People develop symptoms of the aneurysm expanding inside their chest. They may get pressure against their vocal chords, and become hoarse. They may get pressure against their esophagus, causing difficulty swallowing.
Often it's picked up by a chest X-ray. "Or often they've had some previous problem with the aorta that's gone on to develop this over the years, and it's picked up because they're followed on a regular basis over many years," Feindel says. "It's not something that happens overnight."
It's the only procedure Feindel has come across "that we would specifically refer to the states."
For years, Americans travelled to Canada for valve repair surgery, to avoid having to replace a diseased or defective valve with an artificial one. Valve repair, or valve-sparing techniques were developed in Canada, "and in particular here, at the Peter Munk Cardiac Centre. So, it's been a reverse," Feindel said. "We've had people come from other countries and the U.S. for surgery."
He said well known people, politicians or otherwise, sometimes go elsewhere to have surgery. "I'm not sure it's such a terrible thing. I think sometimes anonymity can be beneficial," he said.

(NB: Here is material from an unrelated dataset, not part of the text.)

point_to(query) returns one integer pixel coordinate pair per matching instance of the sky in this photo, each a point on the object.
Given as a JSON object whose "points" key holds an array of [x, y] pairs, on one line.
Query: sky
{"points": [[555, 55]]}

"But I have a lot of trust in the Canadian health care system. If I needed surgery, I would go to some centre in Canada — hopefully my own — but certainly any centre that provides the same service."
A spokesman for the University of Ottawa Heart Institute said he was "hard pressed" to think of why Williams would need treatment in the U.S., unless it were for something "exceptionally rare."
Every patient is unique, said Jacques Guerette, vice president, communications for the heart institute. "It's more a question about the individual patient, and what factors are at play, than it is about what expertise is available," he said. "You have to look at the patient in totality, and that might influence how treatment is administered."
"I can say the Heart Institute is certainly second to none in North America. We're here if he (Williams) needs us."
Guerette said the Heart Institute is the Ontario centre for a rare surgical procedure called pulmonary thromboendarterectomy, an operation that removes clotted blood from the arteries, and is a leader in mitral valve surgery in the country. "We have the most advanced electrophysiology labs in North America," he said. "We have the most advanced catheterization lab in the country, and probably North America."
"At the end of the day it's up to the individual patient to decide what's best for them, under their particular circumstances. We can try to have the best experts and the latest equipment and the most advanced research. But people may still choose to get treatment elsewhere for personal reasons. And that's absolutely fair and that's the way the system should be."